October 17 - 24
SYMPOSIUM
Change, Continuity, and Conflict
in Twentieth Century Asian Art
October 22-23, 2009
University of Kentucky
Thursday, October 22 - 7:00pm
Keynote Lecture
Singletary Center for the Performing Arts Recital Hall
7:00pm - "Chinese Art in the Twentieth Century: Encounters and Recollections"
Professor Michael Sullivan, Fellow Emeritus, St. Catherine's College, Oxford University
Friday, October 23 - 9:00am to 5:00pm
Symposium
William T. Young Library Auditorium
9:00am - Welcome
Benjamin Withers, Chair, University of Kentucky Department of Art
9:10am - Greeting and introduction of first speaker
Andrew L. Maske, Assistant Professor of Art History, Department of Art, University of Kentucky
9:15am - "Ruin as Cultural Heritage: Architectural Survivors in Hiroshima and Nagasaki"
Akiko Takenaka, Assistant Professor, Department of History, University of Kentucky
9:50am -
"The Workshop-to-Factory Transition in Porcelain Production at Jingdezhen, 1949-1961"
Lili Fang, Professor, China Art Institute, Beijing, and Visiting Scholar, University of Kentucky
10:30am - 15 minute break
10:45am - "The Ideology of Cultural Things: Wenwu in Shanghai During the Cultural Revolution"
Denise Ho, Assistant Professor, Department of History, University of Kentucky
11:25am - "Translated Architecture and the Notion of Architectural Translatebility in Modern China."
Delin Lai, Assistant Professor, Department of Fine Arts, University of Louisville
12:00pm - Lunch
1:00pm - "Tsuguharu (Leonard) Foujita's Work in Paris"
Douglas Slaymaker, Associate Professor, Department of Modern and Classical Languages, Literatures and Cultures, University of Kentucky
1:35pm - "French Influence on Chinese painters during the 1930s and 1940s"
Huajing Maske, Adjunct Professor, Department of Modern and Classical Languages, Literatures, and Cultures, University of Kentucky
2:10pm - 15 minute break
2:25pm - "Between Light and Darkness: Ethnic Nationalism of Early Showa Oil Painting"
Miki Hirayama, Associate Professor, School of Art, University of Cincinnati
3:00pm - Discussant's comments
Julia Andrews, Professor of the History of Art, Ohio State University
Kuiyi Shen, Professor of Asian Art History, University of California San Diego
Thematic Overview
The twentieth century saw tremendous change come to the countries of East Asia. At the beginning of the century, China was ruled by emperors of the 250 year-old Qing dynasty, and Japan, the most progressive Asian country at the time, was only a few decades removed from a state of international seclusion under a regime of hereditary military rulers. By the end of the end of the century, Japan had the world's second-largest GDP and China, producer of the world's largest industrial output, was ranked as a new world superpower. In between, both of these countries was decimated by war and political confrontation.

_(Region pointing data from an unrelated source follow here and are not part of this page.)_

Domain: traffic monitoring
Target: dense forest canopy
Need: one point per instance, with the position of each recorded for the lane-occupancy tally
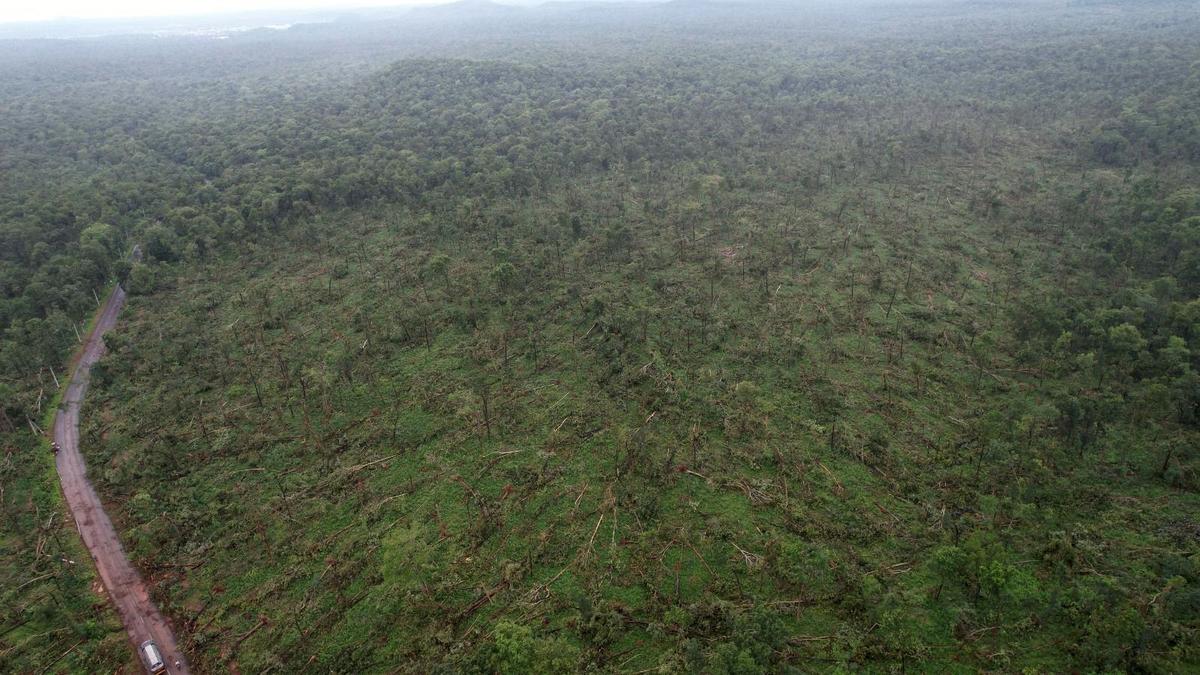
(694, 336)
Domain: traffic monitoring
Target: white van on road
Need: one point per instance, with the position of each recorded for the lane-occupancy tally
(151, 657)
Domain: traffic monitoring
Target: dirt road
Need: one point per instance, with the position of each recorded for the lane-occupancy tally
(121, 580)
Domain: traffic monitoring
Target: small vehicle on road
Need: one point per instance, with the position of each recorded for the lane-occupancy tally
(151, 657)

The artistic traditions of each of these countries were heavily influenced by the political, social, and economic factors that had led to such dramatic transformations. This symposium brings together both rising and established scholars focusing on diverse aspects of twentieth century art in the countries of China and Japan. Led by the keynote speaker, Professor Michael Sullivan, a noted scholar of twentieth century Chinese art, the participants will explore how the arts of East Asia developed amidst the momentous changes that took place during the tumultuous twentieth century.
The symposium "Change, Continuity and Conflict in Twentieth Century Asian Art" will be the principal academic component of the ArtsAsia Festival, the University of Kentucky's first major celebration of the fine arts in Asia. It is anticipated that the symposium will attract wide attention from scholars and students in Asian studies across the region and beyond.
Organizer and Moderator
Andrew L. Maske, Assistant Professor of Art History, Department of Art, University of Kentucky
Keynote Lecturer
Michael Sullivan, Fellow Emeritus of St. Catherine's College, Oxford University, author of The Arts of China, Art and Artists of Twentieth Century China, Modern Chinese Artists: A Biographical Dictionary, The Meeting of Eastern and Western Art, and many others.